One morning a few days before Rosie’s birthday  I submitted the relevant Facebook form, hoping at best that I might receive a computer-generated request confirmation in a week or so.

That night I received a response from Facebook Support. The message literally sent me into shock… what I received was a personal, compassionate message from Facebook expressing sorrow at my loss and saying Rosie’s account had been memorialized (it had taken less than 12 hours!) While I was deeply grateful Facebook had responded so rapidly and with such compassion, I wasn’t expecting it to happen so quickly and the pain of having ‘shut down’ a significant aspect of Rosie’s life hit me hard.

Understanding Rosie’s love for me…

Rosie spent the last 9 days of her life at Caritas Christi hospice.

My last two hours with Rosie as she died are among the most profoundly beautiful and painful moments of my life. Caritas Christi has been sacred ground for me ever since. I still return there on key anniversaries to quietly remember and reflect on those final hours.

Rosie loved and deeply impacted the lives of MANY people. Her love did not discriminate… it didn’t matter where people were at in their lives, she loved and accepted them for who there were. People from all walks of life received and deeply valued her love and care. Six hundred people came to her funeral… a profound testament to her huge heart for others!

As I make myself vulnerable in the following paragraphs I ask that you treat what I say with respect.

As with all relationships, despite outward appearances, Rosie’s and my marriage was far from perfect. I am not at all saying we didn’t love one another… we loved each other deeply and were totally committed to our marriage.

Nonetheless both of us suffered deep emotional damage in early childhood. This had serious consequences for our ability to fully connect in our relationship.

For decades Rosie had to suppress severe hurt as a child in order to survive emotionally as an adult. (The childhood events had absolutely nothing to do with her family).

My childhood in turn left me wrestling with deep depression and anxiety for most of our married life. Rosie spent so many hours listening to me pour out my pain but she never gave up on me. However Rosie’s own hurts limited her ability to fully grasp and empathize with my struggles… something I desperately longed for in our relationship.

Being separated from my parents for the first two years of my life left me with a deep fear of rejection. As a result I had great difficulty recognizing and accepting the profound depth of Rosie’s unconditional love for me.

Intellectually I knew Rosie adored me… she never stopped telling me her heart still leaped for joy every time I came home! But I couldn’t grasp or accept this at an emotional level.

Three years after losing her I’m still learning how much she loved me… and it grieves me deeply that I was unable to return the utterly faithful, almost childlike love and acceptance she so freely gave me.

Rosie almost never cried (another outworking of childhood hurts). On rare occasions she shed a tear or two, but in 33 years of marriage she (briefly) cried only once with me.

Many people wanted to see Rosie in the last few days of her life.
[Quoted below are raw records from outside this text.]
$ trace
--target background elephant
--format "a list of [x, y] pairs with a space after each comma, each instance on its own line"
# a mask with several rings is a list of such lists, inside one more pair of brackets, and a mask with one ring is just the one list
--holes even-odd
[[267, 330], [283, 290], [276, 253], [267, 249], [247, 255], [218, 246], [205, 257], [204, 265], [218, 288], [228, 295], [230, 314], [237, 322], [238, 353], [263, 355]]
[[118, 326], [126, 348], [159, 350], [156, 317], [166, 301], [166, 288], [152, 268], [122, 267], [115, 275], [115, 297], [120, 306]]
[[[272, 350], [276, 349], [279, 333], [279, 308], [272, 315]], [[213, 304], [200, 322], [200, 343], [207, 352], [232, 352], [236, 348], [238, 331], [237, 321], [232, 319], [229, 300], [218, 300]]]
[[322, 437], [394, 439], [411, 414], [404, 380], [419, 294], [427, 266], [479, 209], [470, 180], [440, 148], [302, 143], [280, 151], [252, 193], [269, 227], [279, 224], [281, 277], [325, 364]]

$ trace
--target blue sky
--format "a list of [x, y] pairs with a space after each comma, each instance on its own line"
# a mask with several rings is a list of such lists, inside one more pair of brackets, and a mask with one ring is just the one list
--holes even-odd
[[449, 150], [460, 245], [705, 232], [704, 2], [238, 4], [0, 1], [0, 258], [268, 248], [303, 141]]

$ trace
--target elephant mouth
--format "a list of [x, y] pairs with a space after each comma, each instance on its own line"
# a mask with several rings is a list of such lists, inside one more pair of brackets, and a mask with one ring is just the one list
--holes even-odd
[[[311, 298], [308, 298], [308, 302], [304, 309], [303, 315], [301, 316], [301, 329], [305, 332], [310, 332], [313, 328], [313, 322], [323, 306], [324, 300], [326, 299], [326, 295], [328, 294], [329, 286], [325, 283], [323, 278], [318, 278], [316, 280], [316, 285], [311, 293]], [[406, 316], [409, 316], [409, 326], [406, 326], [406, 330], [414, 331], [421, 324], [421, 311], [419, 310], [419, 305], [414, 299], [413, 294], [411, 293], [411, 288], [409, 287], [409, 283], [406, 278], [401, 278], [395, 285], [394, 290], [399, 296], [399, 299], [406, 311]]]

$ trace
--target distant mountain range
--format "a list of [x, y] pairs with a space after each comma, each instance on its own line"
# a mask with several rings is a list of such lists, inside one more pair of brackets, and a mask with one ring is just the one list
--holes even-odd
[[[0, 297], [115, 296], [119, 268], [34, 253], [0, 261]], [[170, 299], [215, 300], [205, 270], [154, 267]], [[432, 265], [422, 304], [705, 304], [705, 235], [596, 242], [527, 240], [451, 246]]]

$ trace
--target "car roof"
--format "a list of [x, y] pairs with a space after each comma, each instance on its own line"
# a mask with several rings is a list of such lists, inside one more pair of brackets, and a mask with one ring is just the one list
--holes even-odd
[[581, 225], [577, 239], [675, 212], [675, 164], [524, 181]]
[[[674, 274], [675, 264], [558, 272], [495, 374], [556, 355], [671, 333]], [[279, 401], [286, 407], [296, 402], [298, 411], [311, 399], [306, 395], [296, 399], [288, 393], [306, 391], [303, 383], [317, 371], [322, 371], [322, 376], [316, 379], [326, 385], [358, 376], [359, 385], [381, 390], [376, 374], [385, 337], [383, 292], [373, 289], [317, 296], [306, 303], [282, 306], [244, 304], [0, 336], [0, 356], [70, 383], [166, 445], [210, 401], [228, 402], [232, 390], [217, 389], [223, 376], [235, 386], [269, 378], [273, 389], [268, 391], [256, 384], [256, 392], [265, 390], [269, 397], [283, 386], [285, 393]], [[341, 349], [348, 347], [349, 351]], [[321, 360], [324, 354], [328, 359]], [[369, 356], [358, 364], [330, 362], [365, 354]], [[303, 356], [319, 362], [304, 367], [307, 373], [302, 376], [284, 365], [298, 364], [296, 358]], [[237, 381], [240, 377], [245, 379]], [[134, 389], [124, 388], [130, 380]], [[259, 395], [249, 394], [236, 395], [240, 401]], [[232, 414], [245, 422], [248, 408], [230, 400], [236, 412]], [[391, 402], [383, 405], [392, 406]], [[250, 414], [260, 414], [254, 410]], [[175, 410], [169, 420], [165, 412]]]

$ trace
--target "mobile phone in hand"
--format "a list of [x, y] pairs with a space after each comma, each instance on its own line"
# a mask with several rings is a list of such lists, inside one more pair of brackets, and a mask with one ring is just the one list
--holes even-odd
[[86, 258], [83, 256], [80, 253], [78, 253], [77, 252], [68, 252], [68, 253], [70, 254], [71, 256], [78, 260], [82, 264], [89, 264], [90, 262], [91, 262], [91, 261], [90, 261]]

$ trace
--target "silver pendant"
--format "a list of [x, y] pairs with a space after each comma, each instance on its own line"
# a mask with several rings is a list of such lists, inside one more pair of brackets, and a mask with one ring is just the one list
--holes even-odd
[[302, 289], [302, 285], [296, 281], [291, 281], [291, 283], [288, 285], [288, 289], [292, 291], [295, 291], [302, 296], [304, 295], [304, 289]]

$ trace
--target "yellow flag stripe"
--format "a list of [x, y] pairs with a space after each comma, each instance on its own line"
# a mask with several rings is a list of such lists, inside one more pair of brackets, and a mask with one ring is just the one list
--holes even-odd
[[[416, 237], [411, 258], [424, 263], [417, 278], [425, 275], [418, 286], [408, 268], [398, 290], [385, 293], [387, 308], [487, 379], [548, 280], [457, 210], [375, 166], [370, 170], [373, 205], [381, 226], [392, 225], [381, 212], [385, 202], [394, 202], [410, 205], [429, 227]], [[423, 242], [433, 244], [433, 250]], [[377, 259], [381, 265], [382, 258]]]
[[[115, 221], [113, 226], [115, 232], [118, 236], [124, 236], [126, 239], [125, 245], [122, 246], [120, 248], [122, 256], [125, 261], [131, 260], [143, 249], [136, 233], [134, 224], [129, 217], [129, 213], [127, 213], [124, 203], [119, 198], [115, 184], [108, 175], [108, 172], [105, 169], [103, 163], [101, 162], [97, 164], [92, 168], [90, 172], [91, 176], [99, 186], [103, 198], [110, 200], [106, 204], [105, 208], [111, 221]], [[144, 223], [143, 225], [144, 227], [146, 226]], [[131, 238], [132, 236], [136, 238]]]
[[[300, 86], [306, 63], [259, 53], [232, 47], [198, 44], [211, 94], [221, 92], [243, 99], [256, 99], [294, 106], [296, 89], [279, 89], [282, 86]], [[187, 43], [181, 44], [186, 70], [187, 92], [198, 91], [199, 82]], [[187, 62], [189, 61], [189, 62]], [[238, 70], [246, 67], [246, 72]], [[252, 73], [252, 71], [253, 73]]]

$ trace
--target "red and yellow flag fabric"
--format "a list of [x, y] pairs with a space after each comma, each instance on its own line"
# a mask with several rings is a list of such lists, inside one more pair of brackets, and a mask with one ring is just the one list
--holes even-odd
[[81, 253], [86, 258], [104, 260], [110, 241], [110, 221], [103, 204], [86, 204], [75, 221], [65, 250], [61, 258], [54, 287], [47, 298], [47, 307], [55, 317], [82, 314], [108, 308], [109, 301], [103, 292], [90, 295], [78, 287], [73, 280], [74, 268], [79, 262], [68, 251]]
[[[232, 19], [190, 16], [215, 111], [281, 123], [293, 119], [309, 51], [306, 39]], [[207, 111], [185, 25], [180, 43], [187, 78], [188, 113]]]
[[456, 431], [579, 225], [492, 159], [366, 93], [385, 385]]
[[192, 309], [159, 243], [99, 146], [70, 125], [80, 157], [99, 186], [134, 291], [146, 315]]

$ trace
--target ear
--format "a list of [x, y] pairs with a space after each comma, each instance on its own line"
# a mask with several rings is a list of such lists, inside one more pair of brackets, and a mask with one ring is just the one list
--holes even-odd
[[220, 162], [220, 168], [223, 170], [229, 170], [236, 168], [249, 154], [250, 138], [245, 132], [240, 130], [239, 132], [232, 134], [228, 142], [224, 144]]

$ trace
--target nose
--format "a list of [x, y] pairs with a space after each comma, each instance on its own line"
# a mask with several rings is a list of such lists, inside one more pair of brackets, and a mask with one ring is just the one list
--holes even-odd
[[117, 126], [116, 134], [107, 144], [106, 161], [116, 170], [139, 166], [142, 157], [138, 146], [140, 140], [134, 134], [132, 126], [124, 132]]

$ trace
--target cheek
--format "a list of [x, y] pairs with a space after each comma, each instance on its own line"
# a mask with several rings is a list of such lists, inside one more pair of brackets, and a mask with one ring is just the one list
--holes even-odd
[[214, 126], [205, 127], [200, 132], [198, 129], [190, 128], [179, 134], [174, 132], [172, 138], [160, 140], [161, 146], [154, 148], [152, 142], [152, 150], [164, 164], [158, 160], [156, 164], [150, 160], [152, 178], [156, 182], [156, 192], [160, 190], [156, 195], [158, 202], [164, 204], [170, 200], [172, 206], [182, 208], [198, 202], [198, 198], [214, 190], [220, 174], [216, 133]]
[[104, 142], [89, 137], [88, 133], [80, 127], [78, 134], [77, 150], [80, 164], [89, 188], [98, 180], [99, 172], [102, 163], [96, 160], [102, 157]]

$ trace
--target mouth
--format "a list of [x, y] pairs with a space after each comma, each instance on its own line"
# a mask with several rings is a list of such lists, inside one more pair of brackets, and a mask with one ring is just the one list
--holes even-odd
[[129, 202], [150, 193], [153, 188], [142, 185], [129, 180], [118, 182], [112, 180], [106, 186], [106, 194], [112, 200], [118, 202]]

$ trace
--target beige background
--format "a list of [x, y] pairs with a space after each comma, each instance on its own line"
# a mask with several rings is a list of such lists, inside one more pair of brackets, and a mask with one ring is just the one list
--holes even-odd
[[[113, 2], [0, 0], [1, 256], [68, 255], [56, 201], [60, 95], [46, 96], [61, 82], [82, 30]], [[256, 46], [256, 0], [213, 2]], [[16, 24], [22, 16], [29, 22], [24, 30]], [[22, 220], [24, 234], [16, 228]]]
One of the tough roles I had to play was “gatekeeper”. Family had unrestricted access, but I was able to only allow a few close friends into that space.

One of these friends recently shared something which ‘blew me out of the water’. The conversation went something like this…

Friend:   “Did you know, Ian, that in my final conversation with Rosie, she cried?”

Me (my interest now in overdrive):   “No… tell me more!”

F:   “Rosie said, ‘I don’t want to leave you behind.’ “

Me:   “Wow… that was a real statement of how much she loved you.”

F (looking a bit puzzled):   “Rosie was referring to YOU, not me.”

It sent an arrow straight into my heart… Rosie had cried because she didn’t want to leave ME behind! But Rosie never cried! This was an incredibly deep and precious expression of her love for me.

I so wish I could have grasped the depth of Rosie’s love for me before she died.
I used to feel terribly guilty about this… I’m slowly learning I don’t have to. Rosie and I did the best we could in our relationship. It just grieves me that she was unable to grasp the depths of pain I carried, and I was unable to grasp the depth of her love for me.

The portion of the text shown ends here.